Bookerly , a new font created by Bruno Maag for the Kindle, is a serif that many people find convenient for reading large amounts of text (however, the question of how far this or that serif surpasses sans serif fonts in readability - 1 , 2 ). “Each glyph is unique here,” says its creator about Bookerly. “Thanks to this, the font contains diverse and harmonious elements.” According to Amazon’s international tests , Bookerly fonts read 2% faster and more pleasantly than fonts used by Amazon earlier.

The font Literata was designed according to the same principles. Designers lengthened the outrigger elements of letters (for example, d and p) in order to improve the distinctiveness of a particular form. They also made the font elements a little wider.

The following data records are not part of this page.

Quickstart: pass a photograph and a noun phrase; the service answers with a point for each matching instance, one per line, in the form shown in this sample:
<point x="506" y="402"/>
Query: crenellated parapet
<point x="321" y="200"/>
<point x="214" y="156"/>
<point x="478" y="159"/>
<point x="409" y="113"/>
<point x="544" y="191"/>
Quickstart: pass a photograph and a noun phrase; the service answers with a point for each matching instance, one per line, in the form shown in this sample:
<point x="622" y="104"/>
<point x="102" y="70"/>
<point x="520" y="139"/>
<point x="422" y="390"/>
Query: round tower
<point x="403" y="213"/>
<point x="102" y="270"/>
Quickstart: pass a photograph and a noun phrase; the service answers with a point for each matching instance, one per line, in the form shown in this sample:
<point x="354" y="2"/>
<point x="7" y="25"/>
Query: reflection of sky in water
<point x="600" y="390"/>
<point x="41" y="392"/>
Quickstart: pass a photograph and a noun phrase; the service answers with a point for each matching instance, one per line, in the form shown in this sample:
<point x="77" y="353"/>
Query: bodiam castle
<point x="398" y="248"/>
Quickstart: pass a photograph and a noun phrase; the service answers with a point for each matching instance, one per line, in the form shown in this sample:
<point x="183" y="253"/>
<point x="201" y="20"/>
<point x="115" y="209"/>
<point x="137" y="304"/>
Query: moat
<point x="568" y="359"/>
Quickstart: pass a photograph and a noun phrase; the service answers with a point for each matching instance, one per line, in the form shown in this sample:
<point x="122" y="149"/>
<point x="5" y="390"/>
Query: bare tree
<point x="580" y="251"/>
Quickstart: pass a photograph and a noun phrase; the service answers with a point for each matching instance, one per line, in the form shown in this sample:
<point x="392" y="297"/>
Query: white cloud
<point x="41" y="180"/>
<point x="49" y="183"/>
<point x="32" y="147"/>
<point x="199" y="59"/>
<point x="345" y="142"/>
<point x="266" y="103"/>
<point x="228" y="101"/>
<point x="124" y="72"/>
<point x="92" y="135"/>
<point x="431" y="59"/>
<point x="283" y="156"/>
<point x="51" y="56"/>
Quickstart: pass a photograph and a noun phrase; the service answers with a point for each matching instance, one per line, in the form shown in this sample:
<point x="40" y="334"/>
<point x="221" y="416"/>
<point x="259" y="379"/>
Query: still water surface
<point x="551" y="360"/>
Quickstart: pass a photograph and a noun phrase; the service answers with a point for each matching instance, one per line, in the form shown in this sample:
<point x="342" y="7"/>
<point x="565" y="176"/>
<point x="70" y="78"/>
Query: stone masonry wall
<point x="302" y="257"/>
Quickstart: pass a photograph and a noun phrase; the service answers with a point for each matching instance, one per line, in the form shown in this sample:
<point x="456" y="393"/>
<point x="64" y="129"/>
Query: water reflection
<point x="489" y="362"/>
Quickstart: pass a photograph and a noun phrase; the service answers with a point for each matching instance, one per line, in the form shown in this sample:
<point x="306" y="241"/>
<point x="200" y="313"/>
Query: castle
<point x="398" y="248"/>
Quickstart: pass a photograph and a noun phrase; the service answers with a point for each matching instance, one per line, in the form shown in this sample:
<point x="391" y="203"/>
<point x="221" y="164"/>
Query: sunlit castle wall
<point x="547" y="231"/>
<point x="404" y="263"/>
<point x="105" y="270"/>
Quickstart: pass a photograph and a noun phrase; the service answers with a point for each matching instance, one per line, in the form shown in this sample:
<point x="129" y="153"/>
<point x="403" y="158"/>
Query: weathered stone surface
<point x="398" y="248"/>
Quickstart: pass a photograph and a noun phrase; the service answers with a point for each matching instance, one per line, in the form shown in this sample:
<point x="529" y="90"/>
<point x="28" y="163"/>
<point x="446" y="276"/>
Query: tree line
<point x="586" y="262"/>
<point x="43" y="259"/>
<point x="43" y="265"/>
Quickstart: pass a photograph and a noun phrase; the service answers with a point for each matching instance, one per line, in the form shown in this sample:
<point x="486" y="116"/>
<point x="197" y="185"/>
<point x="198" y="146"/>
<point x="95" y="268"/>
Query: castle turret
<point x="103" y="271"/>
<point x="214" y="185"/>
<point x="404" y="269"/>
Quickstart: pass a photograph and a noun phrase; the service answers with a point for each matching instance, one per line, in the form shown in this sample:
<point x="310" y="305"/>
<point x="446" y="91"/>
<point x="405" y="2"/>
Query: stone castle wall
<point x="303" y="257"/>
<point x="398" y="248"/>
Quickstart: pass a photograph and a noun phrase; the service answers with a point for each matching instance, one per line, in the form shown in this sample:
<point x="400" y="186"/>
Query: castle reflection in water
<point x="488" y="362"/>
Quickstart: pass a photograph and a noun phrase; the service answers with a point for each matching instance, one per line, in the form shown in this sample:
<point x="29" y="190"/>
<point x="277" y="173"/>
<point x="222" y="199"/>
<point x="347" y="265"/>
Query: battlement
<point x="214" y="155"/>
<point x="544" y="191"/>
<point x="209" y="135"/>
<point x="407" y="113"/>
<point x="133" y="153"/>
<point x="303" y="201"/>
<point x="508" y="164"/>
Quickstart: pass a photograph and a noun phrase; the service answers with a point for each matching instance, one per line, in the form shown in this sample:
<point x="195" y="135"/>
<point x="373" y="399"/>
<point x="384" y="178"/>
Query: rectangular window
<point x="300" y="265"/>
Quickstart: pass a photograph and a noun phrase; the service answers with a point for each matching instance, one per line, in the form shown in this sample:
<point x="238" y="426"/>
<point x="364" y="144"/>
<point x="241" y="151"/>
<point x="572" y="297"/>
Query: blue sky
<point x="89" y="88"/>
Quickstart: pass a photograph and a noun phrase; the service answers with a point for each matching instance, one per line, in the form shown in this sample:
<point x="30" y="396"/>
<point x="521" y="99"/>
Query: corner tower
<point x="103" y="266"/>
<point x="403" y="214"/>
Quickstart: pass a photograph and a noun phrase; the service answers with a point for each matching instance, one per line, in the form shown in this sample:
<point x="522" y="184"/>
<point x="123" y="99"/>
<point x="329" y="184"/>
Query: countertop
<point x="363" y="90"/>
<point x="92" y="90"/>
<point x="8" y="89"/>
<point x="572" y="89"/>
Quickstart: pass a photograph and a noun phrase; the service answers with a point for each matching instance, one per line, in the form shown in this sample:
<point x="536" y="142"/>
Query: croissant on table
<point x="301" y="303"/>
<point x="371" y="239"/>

Although we often have to read so many letters that their volume would be enough for a whole novel, we interact with digital communications and the text of books in different ways - and ideally the font should reflect these differences. Bookerly was designed to read large documents, and when it was created it was taken into account that attentive reader eyes might get tired.

We read e-mails much less thoughtfully - as a rule, we simply run our eyes over a couple of paragraphs. Designers who we interviewed agree that for such a “fast” reading it is very important that there is a lot of space between the letters. A serif font, among other things, will make it easier to recognize the letters themselves.

Even today, users are not obliged to "break their eyes" about Helvetica or Arial. In Gmail, you can choose from six additional fonts and adjust the saturation level of its font.

In essence, everyone who knows something about fonts tries to change the default settings of applications. Maag uses Verdana (sans-serif) and Georgia (serif) fonts for e-mails: both have a more “open” sign shape than Helvetica and Arial. Verdana, as shown below, has a larger (and more uniform) spacing between characters. Scalione likes Georgia. Sahin prefers Calibri and Verdana fonts. Leonidas used Verdana before, but after acquiring an HD monitor, he switched to a font called Input .



Maybe it's time for email clients to change their default settings. “I’m sincerely convinced that companies can seriously improve the lives of their customers by introducing better-quality fonts that, of course, will affect how you read e-mail,” says Maag. And what if you suggest using Bookerly for e-mail? “In theory, this is a good idea. It can be used to read letters, ”confirms Scalione. Well, dreaming is not bad.